Gemini Project Overview: `jspg`

This document outlines the purpose of the jspg project, its architecture, and the specific modifications made to the vendored boon JSON schema validator crate.

What is `jspg`?

jspg is a PostgreSQL extension written in Rust using the pgrx framework. Its primary function is to provide fast, in-database JSON schema validation against the 2020-12 draft of the JSON Schema specification.

How It Works

The extension is designed for high-performance scenarios where schemas are defined once and used many times for validation. It achieves this through an in-memory cache.

Caching: A user first calls the cache_json_schemas(enums, types, puncs) SQL function. This function takes arrays of JSON objects representing different kinds of schemas within a larger application framework. It uses the vendored boon crate to compile all these schemas into an efficient internal format and stores them in a static, in-memory SCHEMA_CACHE. This cache is managed by a RwLock to allow concurrent reads during validation.
Validation: The validate_json_schema(schema_id, instance) SQL function is then used to validate a JSONB instance against a specific, pre-cached schema identified by its $id. This function looks up the compiled schema in the cache and runs the validation, returning a success response or a detailed error report.
Custom Logic: jspg uses a locally modified (vendored) version of the boon crate. This allows for powerful, application-specific validation logic that goes beyond the standard JSON Schema specification, such as runtime-based strictness.

Error Handling

When validation fails, jspg provides a detailed error report in a consistent JSON format, which we refer to as a "DropError". This process involves two main helper functions in src/lib.rs:

collect_errors: boon returns a nested tree of ValidationError objects. This function recursively traverses that tree to find the most specific, underlying causes of the failure. It filters out structural errors (like allOf or anyOf) to create a flat list of concrete validation failures.
format_errors: This function takes the flat list of errors and transforms each one into the final DropError JSON format. It also de-duplicates errors that occur at the same JSON Pointer path, ensuring a cleaner output if a single value violates multiple constraints.

DropError Format

A DropError object provides a clear, structured explanation of a validation failure:

{
  "code": "ADDITIONAL_PROPERTIES_NOT_ALLOWED",
  "message": "Property 'extra' is not allowed",
  "details": {
    "path": "/extra",
    "context": "not allowed",
    "cause": {
      "got": [
        "extra"
      ]
    },
    "schema": "basic_strict_test.request"
  }
}

code (string): A machine-readable error code (e.g., ADDITIONAL_PROPERTIES_NOT_ALLOWED, MIN_LENGTH_VIOLATED).
message (string): A human-readable summary of the error.
details (object):
- path (string): The JSON Pointer path to the invalid data within the instance.
- context (any): The actual value that failed validation.
- cause (any): The low-level reason from the validator, often including the expected value (want) and the actual value (got).
- schema (string): The $id of the schema that was being validated.

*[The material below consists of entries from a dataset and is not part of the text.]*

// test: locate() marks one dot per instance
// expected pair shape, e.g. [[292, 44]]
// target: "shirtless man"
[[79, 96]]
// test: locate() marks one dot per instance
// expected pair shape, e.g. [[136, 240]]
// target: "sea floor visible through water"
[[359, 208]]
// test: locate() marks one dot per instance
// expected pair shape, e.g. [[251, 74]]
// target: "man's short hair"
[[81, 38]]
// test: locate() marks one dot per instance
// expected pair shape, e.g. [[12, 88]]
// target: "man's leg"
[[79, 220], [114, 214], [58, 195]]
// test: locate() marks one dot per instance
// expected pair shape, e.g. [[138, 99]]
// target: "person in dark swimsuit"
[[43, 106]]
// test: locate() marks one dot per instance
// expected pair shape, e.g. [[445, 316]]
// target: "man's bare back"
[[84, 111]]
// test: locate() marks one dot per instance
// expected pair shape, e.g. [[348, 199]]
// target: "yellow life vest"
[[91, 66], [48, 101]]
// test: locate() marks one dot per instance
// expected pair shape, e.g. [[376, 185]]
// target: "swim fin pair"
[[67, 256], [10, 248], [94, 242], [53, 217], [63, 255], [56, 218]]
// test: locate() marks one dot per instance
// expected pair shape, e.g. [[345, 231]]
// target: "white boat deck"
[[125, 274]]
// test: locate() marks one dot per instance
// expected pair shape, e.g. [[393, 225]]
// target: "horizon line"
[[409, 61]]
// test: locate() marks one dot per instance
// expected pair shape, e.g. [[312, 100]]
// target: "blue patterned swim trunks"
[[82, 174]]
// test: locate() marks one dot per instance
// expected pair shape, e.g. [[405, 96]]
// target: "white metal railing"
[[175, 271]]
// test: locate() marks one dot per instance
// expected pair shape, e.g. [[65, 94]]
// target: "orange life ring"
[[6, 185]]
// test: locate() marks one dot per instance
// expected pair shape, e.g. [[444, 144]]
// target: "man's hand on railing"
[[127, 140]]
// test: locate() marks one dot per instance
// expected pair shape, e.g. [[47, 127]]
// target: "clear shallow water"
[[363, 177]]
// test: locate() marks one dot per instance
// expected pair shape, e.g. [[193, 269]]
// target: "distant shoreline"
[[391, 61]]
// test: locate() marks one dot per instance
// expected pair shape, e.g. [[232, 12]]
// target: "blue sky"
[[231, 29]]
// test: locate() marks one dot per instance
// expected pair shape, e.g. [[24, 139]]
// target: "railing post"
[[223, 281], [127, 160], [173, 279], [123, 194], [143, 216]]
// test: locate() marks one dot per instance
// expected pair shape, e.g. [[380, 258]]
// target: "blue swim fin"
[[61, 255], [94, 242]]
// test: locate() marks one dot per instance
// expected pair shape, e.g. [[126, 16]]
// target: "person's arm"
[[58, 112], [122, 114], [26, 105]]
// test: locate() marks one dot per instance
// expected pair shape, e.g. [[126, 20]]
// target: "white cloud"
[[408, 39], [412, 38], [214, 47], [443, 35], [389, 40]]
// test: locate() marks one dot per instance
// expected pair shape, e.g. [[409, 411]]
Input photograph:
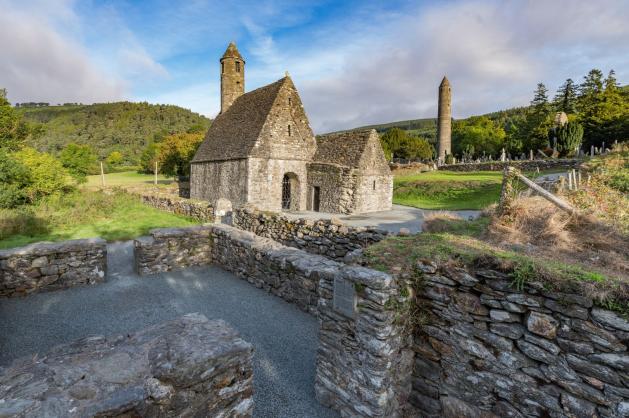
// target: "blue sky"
[[354, 62]]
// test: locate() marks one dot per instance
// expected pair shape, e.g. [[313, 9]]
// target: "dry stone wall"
[[195, 209], [492, 351], [186, 367], [325, 237], [524, 165], [168, 249], [52, 266], [363, 359]]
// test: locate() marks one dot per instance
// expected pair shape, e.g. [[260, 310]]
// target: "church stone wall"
[[211, 181], [265, 183], [373, 193]]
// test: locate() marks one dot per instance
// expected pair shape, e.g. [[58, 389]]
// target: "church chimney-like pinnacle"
[[232, 76]]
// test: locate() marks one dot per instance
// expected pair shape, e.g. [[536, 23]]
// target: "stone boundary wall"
[[492, 351], [168, 249], [195, 209], [363, 360], [51, 266], [524, 165], [185, 367], [325, 237]]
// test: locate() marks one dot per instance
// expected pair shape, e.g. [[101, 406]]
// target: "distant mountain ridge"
[[126, 127]]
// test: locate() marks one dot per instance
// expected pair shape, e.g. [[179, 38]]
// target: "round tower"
[[232, 76], [444, 120]]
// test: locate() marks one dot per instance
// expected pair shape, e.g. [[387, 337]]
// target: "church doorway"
[[290, 194]]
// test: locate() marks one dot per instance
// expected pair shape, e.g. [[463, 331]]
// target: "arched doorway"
[[290, 192]]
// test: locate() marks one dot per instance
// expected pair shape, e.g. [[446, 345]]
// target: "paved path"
[[390, 220], [284, 337]]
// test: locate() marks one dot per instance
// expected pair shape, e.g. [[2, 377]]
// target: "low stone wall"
[[362, 352], [52, 266], [195, 209], [186, 367], [492, 351], [524, 165], [168, 249], [326, 237]]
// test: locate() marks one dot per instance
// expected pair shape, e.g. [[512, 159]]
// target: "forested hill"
[[122, 126]]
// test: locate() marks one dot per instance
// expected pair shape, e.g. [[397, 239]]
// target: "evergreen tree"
[[569, 137], [566, 98]]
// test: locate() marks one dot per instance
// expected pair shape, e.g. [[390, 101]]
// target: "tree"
[[13, 131], [477, 135], [46, 174], [149, 157], [566, 98], [396, 142], [176, 152], [114, 158], [79, 160], [569, 137], [14, 177]]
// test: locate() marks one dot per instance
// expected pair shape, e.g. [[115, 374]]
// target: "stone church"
[[260, 150]]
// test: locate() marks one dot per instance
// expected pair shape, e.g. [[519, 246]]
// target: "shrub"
[[45, 172], [14, 178], [79, 160], [176, 152]]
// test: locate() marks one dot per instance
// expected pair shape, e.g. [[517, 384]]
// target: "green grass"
[[127, 178], [83, 214], [462, 243], [448, 190]]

`boon` Crate Modifications

The version of boon located in the validator/ directory has been significantly modified to support application-specific validation logic that goes beyond the standard JSON Schema specification.

1. Property-Level Overrides for Inheritance

Problem: A primary use case for this project is validating data models that use $ref to create inheritance chains (e.g., a person schema $refs a user schema, which $refs an entity schema). A common pattern is to use a const keyword on a type property to identify the specific model (e.g., "type": {"const": "person"}). However, standard JSON Schema composition with allOf (which is implicitly used by $ref) treats these as a logical AND. This creates an impossible condition where an instance's type property would need to be "person" AND "user" AND "entity" simultaneously.
Solution: We've implemented a custom, explicit override mechanism. A new keyword, "override": true, can be added to any property definition within a schema.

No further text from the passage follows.